Intel Chief Architect Raja Koduri said the community loves it because it yields huge performance boosts, and Intel has an obligation to offer it across its portfolio.
“AVX-512 is a great feature. Our HPC community, AI community, love it,” Koduri said, responding to a question from PCWorld about the AVX-512 kerfuffle during Intel’s Architecture Day on August 11. “Our customers on the data center side really, really, really love it.”
Koduri said Intel has been able to help customers achieve a 285X increase in performance in “our good old CPU socket” just by taking advantage of the extension.

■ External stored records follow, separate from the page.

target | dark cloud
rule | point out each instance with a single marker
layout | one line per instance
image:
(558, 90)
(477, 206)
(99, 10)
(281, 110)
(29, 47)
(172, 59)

One person who doesn’t love AVX-512 is Linus Torvalds, the creator of the Linux. In a forum post at Real World Technologies (where he often chimes in), Torvalds spoke plainly about the instruction set that’s included in Intel’s Xeon CPUs and its 10th-gen “Ice Lake” laptop CPU such as the Core i7-1065G7.
“I hope AVX-512 dies a painful death, and that Intel starts fixing real problems instead of trying to create magic instructions to then create benchmarks that they can look good on,” Torvalds wrote. “I hope Intel gets back to basics: Gets their process working again, and concentrate more on regular code that isn’t HPC or some other pointless special case.”
Torvalds said what galled him about AVX-512 on desktops was the performance hit. Intel’s original Skylake-X series, for example, would be forced to lower the CPU clock speed during anything that touched AVX-512.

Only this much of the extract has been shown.